Of course the policy of the Polish government is in no way a fault of these officials – it’s Donald Tusk that declares coal a “national treasure” and it’s the government that creates a half-hearted proposal for a new law on renewable energy, with the aim to meet the minimal requirements of the UN climate and energy policy and not a transition to a green, decentralised energy future. Such an approach has been criticised both by ecological NGOs and by Agnieszka Grzybek, the female co-leader of the Polish Green Party, during the “Citizens’ energy for a good climate: a participatory debate about Poland and its future” conference.

A problem that needs to be solved

It’s hard to confront such backward-looking government policy, which of course influences similar climate policies, when there is little space for discussion. The first day of the conference coincided with the celebrations of the Polish Independence Day, which took a rather unhappy turn when the hooligans from the nationalist Independence March decided to attack two squats, burned a rainbow installation because of it being perceived as a part of a “homosexual propaganda” and a police booth at the Russian embassy. These disturbing events mark tensions in Polish society that have largely gone hidden and under the radar, especially the blocked aspirations of youth in smaller towns, and signal a crisis of democracy and legitimacy in the Polish political and media elites.

Even when these alarming events had passed, the COP conference didn’t gain bigger attention. The reason was simple – a political soap opera under the title of “Governmental Reconstruction”. To cut a long story short, the media for months speculated that there would be a change of ministers in Donald Tusk’s cabinet, which ones will be dismissed and who will be their successors (ed. On Nov 20th, before the conference had closed, Tusk announced a cabinet reshuffle which included the sacking of the Minister for the Environment). Policy changes were almost completely irrelevant to this post political discussion on power and politics.

In such a political climate it’s becoming increasingly harder to show political alternatives and different answers to the challenges of our times. When even the essentials of climate policy – such as the impact mankind has on global warming – are not agreed between the main political and social actors (and I would argue that climate denialism in mainstream discourse in Poland is almost as widespread as in the USA or UK), it is difficult to go further towards the green and just transition and broaden the discussion, ie. between ecologists and trade unionists. The climate of negligence around climate change gives the Polish government the space for idleness.

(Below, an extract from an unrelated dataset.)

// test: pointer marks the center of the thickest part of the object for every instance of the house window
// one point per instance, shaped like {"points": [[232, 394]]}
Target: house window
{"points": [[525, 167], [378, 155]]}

Resource conflicts? Drinking water shortages? Extreme weather? Possible expansion of tropical diseases? Rising water levels? What the hell! As a Polish modernist author, Stanisław Wyspiański, wrote in his play “The Wedding” in 1901 “Let there be a war the world over, if only the Polish countryside was peaceful, if only the Polish countryside was quiet”. I do hope that the Polish government will realise before it’s too late that in fact no countryside will be left behind untouched by climate change.